Seseorang tiba-tiba melesat dari tanah.
“Dewa Bela Diri!”
Dengan pedang di satu tangan dan perisai di tangan lainnya, Uriel melesat ke langit dengan sayap terbentang lebar. Kekuatan ilahi putihnya seketika berubah bentuk menjadi salib. Pedang apinya membasmi semua ketidakadilan, dan pedang buminya menghancurkan karma dosa. Siapa yang tidak sanggup berlutut di hadapan hukuman salib?
“Hukuman Salib!” teriak Uriel sekuat tenaga, mengerahkan seluruh kekuatannya. Dengan mata bersinar, Carmen juga mengumpulkan seluruh kekuatannya dan memancarkan auranya.
Dari sudut pandang semua orang, Joshua jelas sedang dalam krisis. Namun, apa yang terjadi selanjutnya sama sekali tidak seperti yang mereka harapkan.
Pedang besar Carmen patah seperti ranting, dan salib yang menjulang ke langit runtuh menjadi debu. Dan semua itu hanya membutuhkan seorang juru masak dari Yosua.
Uriel terhempas ke tanah, dan Carmen menatap Joshua dengan bibir gemetar.
“Umm… Jika ada yang melihatku, aku akan terlihat seperti penjahat.” Joshua memiringkan kepalanya.
Para warga asing yang menatap langit itu yakin bahwa mereka telah membuat pilihan yang tepat—atau mungkin mereka hanya beruntung karena tidak membuat keputusan yang salah.
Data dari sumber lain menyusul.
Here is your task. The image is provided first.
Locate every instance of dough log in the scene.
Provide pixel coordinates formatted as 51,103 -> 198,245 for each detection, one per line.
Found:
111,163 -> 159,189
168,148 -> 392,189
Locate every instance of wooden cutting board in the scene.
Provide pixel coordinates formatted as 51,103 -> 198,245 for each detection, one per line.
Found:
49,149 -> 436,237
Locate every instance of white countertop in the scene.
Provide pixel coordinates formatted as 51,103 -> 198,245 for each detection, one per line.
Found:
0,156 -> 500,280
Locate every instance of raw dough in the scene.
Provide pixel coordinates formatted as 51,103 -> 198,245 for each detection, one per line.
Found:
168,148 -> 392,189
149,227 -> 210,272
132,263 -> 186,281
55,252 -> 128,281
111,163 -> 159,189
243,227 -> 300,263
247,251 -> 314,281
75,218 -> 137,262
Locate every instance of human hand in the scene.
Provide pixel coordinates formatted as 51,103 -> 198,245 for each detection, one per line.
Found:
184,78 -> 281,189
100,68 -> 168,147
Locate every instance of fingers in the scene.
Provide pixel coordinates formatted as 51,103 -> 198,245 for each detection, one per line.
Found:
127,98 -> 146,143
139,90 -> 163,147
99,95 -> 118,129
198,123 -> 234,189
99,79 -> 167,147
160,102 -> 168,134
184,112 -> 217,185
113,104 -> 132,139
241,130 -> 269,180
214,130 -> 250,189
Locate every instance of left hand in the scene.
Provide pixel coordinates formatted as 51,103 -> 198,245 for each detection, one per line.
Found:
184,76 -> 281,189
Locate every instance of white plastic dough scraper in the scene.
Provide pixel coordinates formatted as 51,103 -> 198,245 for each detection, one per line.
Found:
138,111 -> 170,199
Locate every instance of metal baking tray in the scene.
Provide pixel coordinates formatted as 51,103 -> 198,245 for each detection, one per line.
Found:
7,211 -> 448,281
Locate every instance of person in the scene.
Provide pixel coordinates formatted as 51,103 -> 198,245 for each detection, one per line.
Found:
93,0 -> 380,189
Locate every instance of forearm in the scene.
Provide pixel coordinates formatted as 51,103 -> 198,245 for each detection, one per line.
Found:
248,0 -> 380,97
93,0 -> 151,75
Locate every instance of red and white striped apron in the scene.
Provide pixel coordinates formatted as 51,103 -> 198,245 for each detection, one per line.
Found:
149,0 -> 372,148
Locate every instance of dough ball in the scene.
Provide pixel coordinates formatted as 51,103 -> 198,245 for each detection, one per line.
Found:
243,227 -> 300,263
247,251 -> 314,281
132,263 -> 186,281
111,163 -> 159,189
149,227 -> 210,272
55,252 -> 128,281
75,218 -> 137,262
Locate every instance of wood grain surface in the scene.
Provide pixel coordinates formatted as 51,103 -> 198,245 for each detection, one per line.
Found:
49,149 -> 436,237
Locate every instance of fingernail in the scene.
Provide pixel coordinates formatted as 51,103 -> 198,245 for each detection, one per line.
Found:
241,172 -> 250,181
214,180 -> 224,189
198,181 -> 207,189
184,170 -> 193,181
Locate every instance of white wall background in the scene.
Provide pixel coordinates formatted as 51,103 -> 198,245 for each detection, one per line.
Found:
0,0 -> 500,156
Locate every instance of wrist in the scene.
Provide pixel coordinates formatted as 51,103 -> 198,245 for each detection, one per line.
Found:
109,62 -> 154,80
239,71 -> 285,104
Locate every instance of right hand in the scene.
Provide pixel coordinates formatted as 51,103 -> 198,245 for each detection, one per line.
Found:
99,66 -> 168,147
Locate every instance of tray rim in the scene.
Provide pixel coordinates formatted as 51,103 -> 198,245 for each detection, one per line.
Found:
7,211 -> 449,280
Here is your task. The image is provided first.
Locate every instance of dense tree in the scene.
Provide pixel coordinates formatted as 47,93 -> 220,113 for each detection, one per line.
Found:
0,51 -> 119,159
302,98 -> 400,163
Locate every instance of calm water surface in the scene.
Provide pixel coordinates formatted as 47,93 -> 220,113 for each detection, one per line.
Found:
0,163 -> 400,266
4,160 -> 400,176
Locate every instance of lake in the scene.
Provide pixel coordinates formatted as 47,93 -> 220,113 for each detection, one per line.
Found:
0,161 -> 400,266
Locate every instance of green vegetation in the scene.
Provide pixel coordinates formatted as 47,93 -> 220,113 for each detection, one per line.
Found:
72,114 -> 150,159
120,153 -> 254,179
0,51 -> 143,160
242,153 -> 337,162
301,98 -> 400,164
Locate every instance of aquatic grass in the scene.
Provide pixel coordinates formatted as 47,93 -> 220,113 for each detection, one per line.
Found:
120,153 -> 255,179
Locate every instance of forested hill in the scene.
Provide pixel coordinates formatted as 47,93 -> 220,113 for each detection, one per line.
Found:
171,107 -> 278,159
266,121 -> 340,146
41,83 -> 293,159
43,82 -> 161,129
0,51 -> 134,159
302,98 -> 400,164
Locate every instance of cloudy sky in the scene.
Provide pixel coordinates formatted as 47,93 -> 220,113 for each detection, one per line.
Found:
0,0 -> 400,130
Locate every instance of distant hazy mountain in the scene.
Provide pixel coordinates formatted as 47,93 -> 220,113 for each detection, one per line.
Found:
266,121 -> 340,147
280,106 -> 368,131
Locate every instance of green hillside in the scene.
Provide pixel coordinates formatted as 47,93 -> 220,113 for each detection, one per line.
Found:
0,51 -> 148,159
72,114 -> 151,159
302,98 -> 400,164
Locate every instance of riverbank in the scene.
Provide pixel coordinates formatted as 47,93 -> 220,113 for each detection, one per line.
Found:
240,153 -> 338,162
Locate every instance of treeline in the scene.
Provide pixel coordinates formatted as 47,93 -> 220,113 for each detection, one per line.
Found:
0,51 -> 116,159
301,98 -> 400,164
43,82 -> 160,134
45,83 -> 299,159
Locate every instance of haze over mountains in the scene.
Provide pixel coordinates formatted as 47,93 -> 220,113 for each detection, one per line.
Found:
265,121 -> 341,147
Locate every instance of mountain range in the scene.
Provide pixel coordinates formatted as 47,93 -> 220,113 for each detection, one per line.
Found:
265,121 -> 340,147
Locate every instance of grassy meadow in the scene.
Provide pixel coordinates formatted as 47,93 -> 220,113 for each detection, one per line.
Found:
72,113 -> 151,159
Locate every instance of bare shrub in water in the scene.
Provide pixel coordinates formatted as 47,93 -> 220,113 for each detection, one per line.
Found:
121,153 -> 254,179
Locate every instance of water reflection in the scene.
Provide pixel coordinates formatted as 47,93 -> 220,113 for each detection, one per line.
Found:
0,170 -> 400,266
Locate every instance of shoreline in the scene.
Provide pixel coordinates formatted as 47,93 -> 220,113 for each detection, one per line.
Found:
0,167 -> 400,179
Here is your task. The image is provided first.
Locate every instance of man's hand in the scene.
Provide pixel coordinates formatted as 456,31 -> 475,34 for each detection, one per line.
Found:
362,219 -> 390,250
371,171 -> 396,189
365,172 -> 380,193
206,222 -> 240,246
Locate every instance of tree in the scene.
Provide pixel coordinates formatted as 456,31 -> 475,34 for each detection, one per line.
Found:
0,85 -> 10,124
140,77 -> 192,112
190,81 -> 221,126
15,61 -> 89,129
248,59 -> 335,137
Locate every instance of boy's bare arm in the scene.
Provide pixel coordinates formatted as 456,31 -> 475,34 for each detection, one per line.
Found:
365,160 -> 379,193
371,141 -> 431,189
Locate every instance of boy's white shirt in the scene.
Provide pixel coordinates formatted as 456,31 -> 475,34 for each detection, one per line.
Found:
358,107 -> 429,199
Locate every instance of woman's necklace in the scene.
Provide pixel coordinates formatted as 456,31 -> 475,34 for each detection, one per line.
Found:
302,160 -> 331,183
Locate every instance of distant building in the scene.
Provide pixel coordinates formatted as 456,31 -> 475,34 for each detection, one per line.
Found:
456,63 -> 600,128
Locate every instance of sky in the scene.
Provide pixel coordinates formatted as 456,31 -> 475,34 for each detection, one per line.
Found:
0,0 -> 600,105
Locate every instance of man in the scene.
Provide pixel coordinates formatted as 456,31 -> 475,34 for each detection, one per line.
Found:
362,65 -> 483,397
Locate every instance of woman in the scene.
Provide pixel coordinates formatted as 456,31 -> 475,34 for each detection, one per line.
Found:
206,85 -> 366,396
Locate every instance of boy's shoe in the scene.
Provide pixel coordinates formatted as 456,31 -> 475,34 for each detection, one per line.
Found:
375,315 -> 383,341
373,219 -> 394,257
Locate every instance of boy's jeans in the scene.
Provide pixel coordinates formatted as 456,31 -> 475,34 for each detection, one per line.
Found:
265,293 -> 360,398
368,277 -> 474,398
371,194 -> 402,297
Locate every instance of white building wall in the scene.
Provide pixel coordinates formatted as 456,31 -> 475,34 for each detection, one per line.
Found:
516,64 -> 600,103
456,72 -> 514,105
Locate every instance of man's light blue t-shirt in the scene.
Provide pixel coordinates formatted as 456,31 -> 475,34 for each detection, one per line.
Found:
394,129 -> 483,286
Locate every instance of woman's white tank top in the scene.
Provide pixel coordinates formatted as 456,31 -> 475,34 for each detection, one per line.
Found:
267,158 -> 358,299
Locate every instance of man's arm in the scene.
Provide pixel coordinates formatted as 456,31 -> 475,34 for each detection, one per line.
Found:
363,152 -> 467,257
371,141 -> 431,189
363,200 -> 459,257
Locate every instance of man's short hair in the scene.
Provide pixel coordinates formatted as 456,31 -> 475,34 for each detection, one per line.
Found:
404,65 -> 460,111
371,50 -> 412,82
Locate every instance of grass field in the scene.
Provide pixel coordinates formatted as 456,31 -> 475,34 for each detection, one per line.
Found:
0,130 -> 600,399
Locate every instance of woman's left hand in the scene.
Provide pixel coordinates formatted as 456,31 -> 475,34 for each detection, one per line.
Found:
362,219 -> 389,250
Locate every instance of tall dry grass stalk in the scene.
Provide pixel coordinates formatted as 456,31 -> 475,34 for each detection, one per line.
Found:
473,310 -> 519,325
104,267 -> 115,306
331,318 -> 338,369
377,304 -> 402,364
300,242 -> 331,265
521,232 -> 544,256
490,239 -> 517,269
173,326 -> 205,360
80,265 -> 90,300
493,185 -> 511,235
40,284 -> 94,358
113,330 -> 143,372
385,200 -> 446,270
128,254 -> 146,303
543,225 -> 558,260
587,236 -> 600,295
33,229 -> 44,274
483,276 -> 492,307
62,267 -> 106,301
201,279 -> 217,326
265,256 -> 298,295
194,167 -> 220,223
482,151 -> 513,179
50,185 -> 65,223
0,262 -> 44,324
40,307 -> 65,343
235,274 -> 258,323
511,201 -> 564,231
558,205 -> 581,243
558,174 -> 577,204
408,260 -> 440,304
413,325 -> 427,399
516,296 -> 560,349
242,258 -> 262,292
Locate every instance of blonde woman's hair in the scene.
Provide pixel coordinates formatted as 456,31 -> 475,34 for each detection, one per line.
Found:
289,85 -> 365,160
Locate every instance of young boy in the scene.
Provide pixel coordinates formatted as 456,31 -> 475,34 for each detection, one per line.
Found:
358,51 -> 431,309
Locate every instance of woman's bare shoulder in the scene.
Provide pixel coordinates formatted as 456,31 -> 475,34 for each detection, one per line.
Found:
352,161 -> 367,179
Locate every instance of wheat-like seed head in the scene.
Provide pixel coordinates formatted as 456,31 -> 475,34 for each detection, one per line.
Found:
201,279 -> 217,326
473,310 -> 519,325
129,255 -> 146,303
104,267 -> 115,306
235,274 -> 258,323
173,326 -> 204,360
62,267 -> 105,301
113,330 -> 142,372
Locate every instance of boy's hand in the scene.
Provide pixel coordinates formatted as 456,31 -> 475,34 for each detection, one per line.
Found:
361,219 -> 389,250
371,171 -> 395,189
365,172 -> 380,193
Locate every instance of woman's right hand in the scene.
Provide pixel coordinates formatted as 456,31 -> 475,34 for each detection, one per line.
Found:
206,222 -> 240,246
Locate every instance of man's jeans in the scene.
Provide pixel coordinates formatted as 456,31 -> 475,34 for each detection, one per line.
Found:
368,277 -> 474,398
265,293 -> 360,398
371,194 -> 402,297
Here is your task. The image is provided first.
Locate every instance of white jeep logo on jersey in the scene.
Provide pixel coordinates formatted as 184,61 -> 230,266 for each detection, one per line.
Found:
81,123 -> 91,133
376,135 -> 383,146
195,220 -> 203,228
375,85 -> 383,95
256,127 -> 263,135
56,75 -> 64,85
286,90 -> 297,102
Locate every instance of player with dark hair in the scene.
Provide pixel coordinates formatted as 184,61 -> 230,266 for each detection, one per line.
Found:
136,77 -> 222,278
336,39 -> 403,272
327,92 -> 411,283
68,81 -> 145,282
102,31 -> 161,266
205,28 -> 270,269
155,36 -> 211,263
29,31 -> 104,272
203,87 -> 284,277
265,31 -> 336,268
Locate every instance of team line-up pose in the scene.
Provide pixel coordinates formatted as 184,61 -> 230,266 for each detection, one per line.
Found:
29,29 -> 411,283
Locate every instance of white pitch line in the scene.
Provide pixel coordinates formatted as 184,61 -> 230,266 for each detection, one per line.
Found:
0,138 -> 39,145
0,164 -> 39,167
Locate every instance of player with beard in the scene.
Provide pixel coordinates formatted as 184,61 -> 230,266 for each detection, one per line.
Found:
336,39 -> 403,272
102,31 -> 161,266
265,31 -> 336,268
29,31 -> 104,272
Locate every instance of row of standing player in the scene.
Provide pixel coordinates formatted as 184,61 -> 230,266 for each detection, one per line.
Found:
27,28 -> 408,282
“…Kirim pesan kembali ke Palentine.”
“P-Oardon? Apa yang kau katakan?” salah satu ksatria Palentine tergagap.
“Kenapa kau main-main saja? Gunakan bola kristal, hubungi Menara Sihir, apa pun caranya untuk memberi tahu orang-orang bahwa kita tidak boleh pernah membuat Avalon marah—bahkan jika kita harus berperang dengan Hubalt!”
“Y-Baik, Tuan!” Ksatria itu memberi hormat dengan cepat lalu berlari keluar arena.
“A-ayo kita berangkat juga.”
“Jangan berlama-lama di sekitar tim Hubalt, cepat bergerak! Kita tidak punya banyak waktu.”
Para tamu Joshua akhirnya mulai bergerak.